Christina Justiz’s first solo exhibition, “Cut a Tree, Start a Fire, Melt the Ice, Start a Flood,” opens Feb. 7 at the Paul Mellon Art Center in Wallingford. An opening reception is Friday, Feb. 10. and the show runs until March 3.
The art center describes her work better than I can:
Translating and transposing her love of life to great visual effect, Christina paints in an aura of calm intensity, as one who might be composing music. The results are remarkable constructions, which include figuration, as well as abstract patterns of fractal unity and complexity, that reflect her sensitivity to nature and science, as well as to the metaphysical/ archetypal aspects of our surroundings and existence. Her work is rich in all of life’s tangibles: color, shape, and texture. Christina simultaneously creates a mood and a message, which invokes the inherent need in all of us to believe in a greater force, scientific or metaphysical.
The exhib will feature works created during the past three years, “made cohesive by a palpable meditative quality that forms the groundwork for each of her pieces,” according to the art center’s publicity sheet.
Also on display will be the first part of Christina and partner Christopher Roush’s most recent collaboration “QR_SERIES,” in which they create digital, interactive versions of her artwork.

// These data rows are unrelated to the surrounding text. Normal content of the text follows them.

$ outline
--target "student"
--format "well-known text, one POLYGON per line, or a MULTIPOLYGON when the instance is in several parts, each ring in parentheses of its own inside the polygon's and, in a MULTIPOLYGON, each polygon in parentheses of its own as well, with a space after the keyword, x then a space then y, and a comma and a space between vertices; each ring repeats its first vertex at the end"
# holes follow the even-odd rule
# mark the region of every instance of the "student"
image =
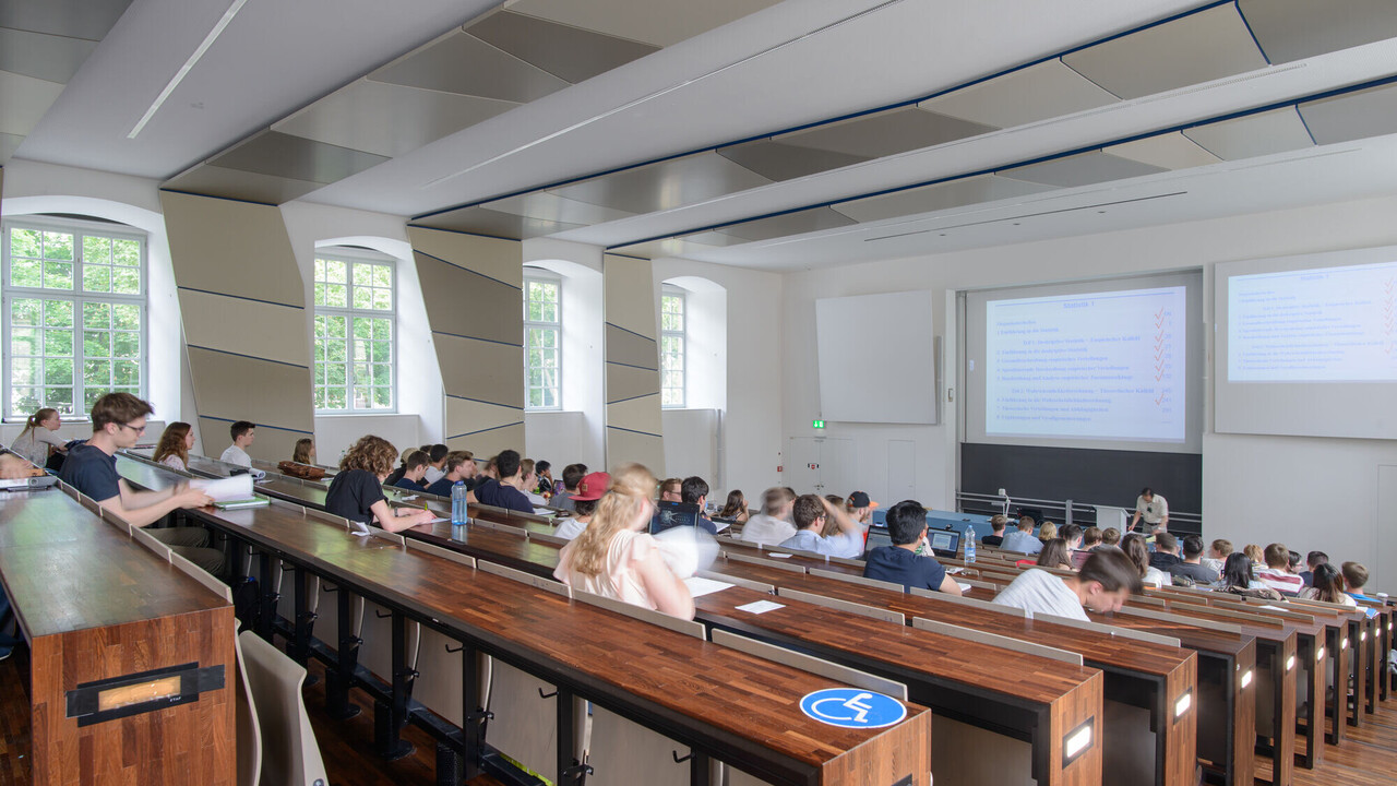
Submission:
POLYGON ((1119 550, 1104 548, 1092 552, 1076 576, 1024 571, 995 603, 1023 608, 1030 617, 1052 614, 1088 622, 1084 608, 1099 614, 1119 611, 1127 597, 1140 592, 1140 573, 1130 559, 1119 550))
POLYGON ((1305 555, 1305 565, 1309 568, 1309 571, 1301 571, 1301 580, 1305 582, 1305 586, 1315 585, 1315 568, 1326 562, 1329 562, 1329 554, 1323 551, 1310 551, 1305 555))
POLYGON ((1004 544, 1004 527, 1009 526, 1009 516, 1002 513, 995 513, 989 517, 989 534, 979 538, 985 545, 1003 547, 1004 544))
MULTIPOLYGON (((1312 552, 1313 554, 1313 552, 1312 552)), ((1305 600, 1320 600, 1323 603, 1343 603, 1344 606, 1358 606, 1358 601, 1348 594, 1348 582, 1344 580, 1344 573, 1338 568, 1330 565, 1329 562, 1320 562, 1315 565, 1312 571, 1315 575, 1315 586, 1301 592, 1301 597, 1305 600)))
POLYGON ((481 505, 493 505, 495 508, 506 508, 509 510, 518 510, 520 513, 532 513, 534 505, 528 501, 528 496, 520 491, 520 485, 524 483, 524 463, 520 460, 518 450, 503 450, 495 457, 495 469, 499 473, 499 478, 490 478, 482 483, 475 490, 475 498, 481 501, 481 505))
POLYGON ((1273 590, 1284 596, 1296 596, 1302 589, 1305 589, 1305 580, 1299 578, 1298 573, 1291 573, 1291 550, 1285 548, 1284 543, 1273 543, 1266 547, 1261 552, 1266 559, 1266 568, 1256 573, 1256 578, 1261 580, 1263 585, 1271 587, 1273 590))
POLYGON ((422 484, 422 478, 427 474, 429 459, 430 456, 422 450, 409 453, 408 463, 402 466, 402 477, 393 481, 393 485, 407 491, 426 491, 427 487, 422 484))
POLYGON ((904 590, 925 587, 960 594, 960 585, 946 573, 946 568, 932 557, 926 544, 926 508, 921 502, 907 499, 887 510, 887 534, 893 545, 883 545, 868 552, 863 562, 863 578, 902 585, 904 590), (922 548, 922 555, 916 548, 922 548))
MULTIPOLYGON (((145 417, 155 410, 130 393, 108 393, 92 404, 92 438, 68 450, 59 480, 96 499, 133 527, 148 527, 180 508, 203 508, 214 501, 201 488, 173 485, 165 491, 136 491, 116 473, 116 452, 136 448, 145 434, 145 417)), ((224 572, 224 554, 208 544, 203 527, 147 529, 170 551, 210 573, 224 572)))
POLYGON ((59 411, 45 407, 24 421, 24 431, 14 438, 10 449, 22 456, 31 464, 42 467, 49 462, 49 452, 67 453, 67 442, 59 438, 59 427, 63 418, 59 411))
POLYGON ((698 506, 698 529, 708 534, 718 534, 718 526, 708 517, 708 481, 698 476, 686 477, 679 484, 679 501, 686 505, 698 506))
MULTIPOLYGON (((507 471, 504 453, 500 471, 507 471)), ((655 512, 654 492, 655 477, 640 464, 612 473, 610 488, 597 503, 591 524, 559 551, 553 576, 573 589, 693 620, 689 587, 644 531, 655 512)))
MULTIPOLYGON (((1155 545, 1158 543, 1155 541, 1155 545)), ((1183 538, 1183 559, 1169 566, 1169 575, 1187 576, 1200 587, 1211 585, 1221 578, 1217 571, 1203 564, 1203 538, 1196 534, 1183 538)))
MULTIPOLYGON (((471 460, 469 450, 453 450, 446 455, 446 460, 441 462, 446 474, 432 485, 427 487, 427 494, 434 494, 437 496, 451 496, 451 487, 457 483, 462 483, 475 474, 475 462, 471 460)), ((465 499, 468 502, 475 502, 475 495, 469 490, 465 492, 465 499)))
POLYGON ((722 503, 722 510, 718 510, 719 519, 728 519, 735 524, 747 523, 750 515, 747 510, 747 496, 738 488, 728 492, 728 501, 722 503))
POLYGON ((1018 554, 1038 554, 1044 550, 1044 541, 1034 536, 1034 517, 1020 516, 1018 529, 1004 536, 1004 541, 1000 544, 1004 551, 1016 551, 1018 554))
POLYGON ((155 445, 154 459, 172 470, 189 469, 189 452, 194 448, 194 428, 187 422, 175 421, 165 427, 165 434, 155 445))
MULTIPOLYGON (((796 533, 781 541, 781 548, 796 548, 813 551, 826 557, 844 557, 854 559, 863 554, 863 531, 858 523, 842 509, 830 505, 830 501, 817 494, 803 494, 791 503, 791 516, 795 519, 796 533), (840 534, 824 537, 820 530, 824 522, 834 517, 840 523, 840 534)), ((925 517, 926 513, 923 512, 925 517)))
POLYGON ((1071 562, 1071 551, 1067 548, 1066 538, 1055 537, 1045 543, 1044 550, 1038 552, 1038 566, 1076 571, 1077 566, 1071 562))
POLYGON ((1173 579, 1169 573, 1155 568, 1150 564, 1150 550, 1144 544, 1144 536, 1140 533, 1130 533, 1120 540, 1120 550, 1126 552, 1130 562, 1134 564, 1136 571, 1140 573, 1140 580, 1151 587, 1172 586, 1173 579))
POLYGON ((1136 498, 1136 515, 1130 519, 1130 526, 1126 529, 1134 531, 1140 519, 1144 519, 1148 531, 1169 529, 1169 502, 1155 494, 1148 485, 1140 490, 1140 496, 1136 498))
POLYGON ((257 425, 247 421, 237 421, 228 427, 228 434, 233 438, 233 443, 224 450, 224 455, 218 460, 250 469, 253 457, 247 455, 247 448, 253 443, 253 438, 257 436, 257 425))
POLYGON ((1222 565, 1227 562, 1229 554, 1232 554, 1232 541, 1220 537, 1208 547, 1208 555, 1200 564, 1210 571, 1217 571, 1218 576, 1222 576, 1222 565))
POLYGON ((339 471, 330 481, 326 510, 360 524, 377 524, 390 533, 425 524, 436 517, 420 508, 388 506, 383 481, 393 471, 398 449, 381 436, 360 436, 339 460, 339 471))
POLYGON ((563 467, 563 491, 553 495, 553 508, 559 510, 574 510, 573 495, 577 494, 577 484, 587 477, 587 464, 567 464, 563 467))
POLYGON ((291 460, 298 464, 314 464, 316 463, 316 441, 309 436, 302 436, 296 441, 296 448, 291 452, 291 460))
POLYGON ((447 448, 446 445, 433 445, 432 448, 427 449, 427 469, 426 473, 422 476, 423 487, 432 485, 433 483, 441 480, 443 476, 446 476, 446 470, 443 470, 441 467, 443 464, 446 464, 446 457, 448 453, 451 453, 451 449, 447 448))
MULTIPOLYGON (((583 464, 574 466, 580 467, 583 464)), ((592 515, 597 512, 597 501, 606 494, 608 487, 610 487, 610 476, 608 473, 591 473, 577 481, 577 492, 573 494, 574 515, 563 519, 563 523, 557 524, 555 534, 566 540, 573 540, 583 534, 583 530, 587 529, 587 524, 592 520, 592 515)))
POLYGON ((761 545, 780 544, 796 531, 795 524, 791 523, 792 505, 795 505, 793 491, 780 487, 768 488, 761 495, 761 512, 747 519, 738 537, 761 545))

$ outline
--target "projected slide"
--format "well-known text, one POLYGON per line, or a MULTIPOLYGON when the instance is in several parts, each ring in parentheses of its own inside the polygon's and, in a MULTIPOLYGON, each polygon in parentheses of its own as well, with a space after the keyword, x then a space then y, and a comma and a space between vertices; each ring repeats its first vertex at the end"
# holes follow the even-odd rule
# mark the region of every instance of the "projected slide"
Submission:
POLYGON ((1397 263, 1232 276, 1228 382, 1397 380, 1397 263))
POLYGON ((989 301, 985 432, 1185 439, 1183 287, 989 301))

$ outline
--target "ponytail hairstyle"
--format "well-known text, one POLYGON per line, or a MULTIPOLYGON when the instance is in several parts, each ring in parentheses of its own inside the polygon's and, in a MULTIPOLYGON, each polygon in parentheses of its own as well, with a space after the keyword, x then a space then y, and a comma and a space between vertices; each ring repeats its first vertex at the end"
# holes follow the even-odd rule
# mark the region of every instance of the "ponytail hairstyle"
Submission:
MULTIPOLYGON (((20 436, 24 436, 25 434, 32 435, 34 429, 39 428, 41 422, 52 417, 57 417, 57 414, 59 411, 54 410, 53 407, 43 407, 38 413, 34 413, 32 415, 29 415, 29 420, 24 421, 24 431, 20 432, 20 436)), ((15 441, 18 442, 18 438, 15 438, 15 441)))
POLYGON ((584 576, 598 576, 606 569, 612 538, 636 520, 655 492, 655 476, 640 464, 623 464, 610 476, 610 487, 597 502, 591 523, 573 541, 573 569, 584 576))
POLYGON ((184 448, 184 438, 193 428, 187 422, 175 421, 165 427, 159 445, 155 446, 155 460, 163 462, 166 456, 179 456, 179 460, 189 466, 189 448, 184 448))

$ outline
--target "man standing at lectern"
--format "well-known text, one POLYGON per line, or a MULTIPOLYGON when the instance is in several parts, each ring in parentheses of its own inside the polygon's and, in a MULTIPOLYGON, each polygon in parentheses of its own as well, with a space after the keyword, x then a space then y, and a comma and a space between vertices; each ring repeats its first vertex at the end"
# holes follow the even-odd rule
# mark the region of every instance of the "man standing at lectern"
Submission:
POLYGON ((1154 492, 1148 485, 1140 491, 1140 496, 1136 498, 1136 515, 1130 519, 1130 531, 1134 531, 1136 524, 1144 519, 1147 524, 1146 531, 1166 530, 1169 529, 1169 502, 1154 492))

Viewers will be able to participate with the work on their smart phone, tablet, or desktop computer.
Our collaboration is focused on exploring the opportunities that modern technology offers to augment a viewer’s ability to interact and engage with a work of art. What new experiences can be gained by moving art from the relatively restrictive, static state of the physical form, into the limitless potential of the digital realm?
Each of our pieces begins with a painting. By combining images taken of the physical work with mathematical algorithms which emulate Christina’s artistic decisions, a digital version of the work is created. Once it has been translated into a language the computer understands, it enables us to do things which are impossible with the physical piece. Elements of the work can be manipulated programatically, allowing us to add animation to the implied motion of the static painting; users can directly rearrange, resize, recolor, and otherwise change the painting on their iPad, smart phone, or laptop; they can click a single link to share the collaboration through their social networks. Unlike with traditional paintings, what they are sharing is not a representation of the work, but the work of art itself.
The Brooklyn artist was born and raised in New York. She graduated from Sarah Lawrence College in 2008, where she concentrated in Religious Philosophy & Visual Arts. She was recently awarded “Best Emerging Artist” in Nashville’s largest art fair, Artclectic.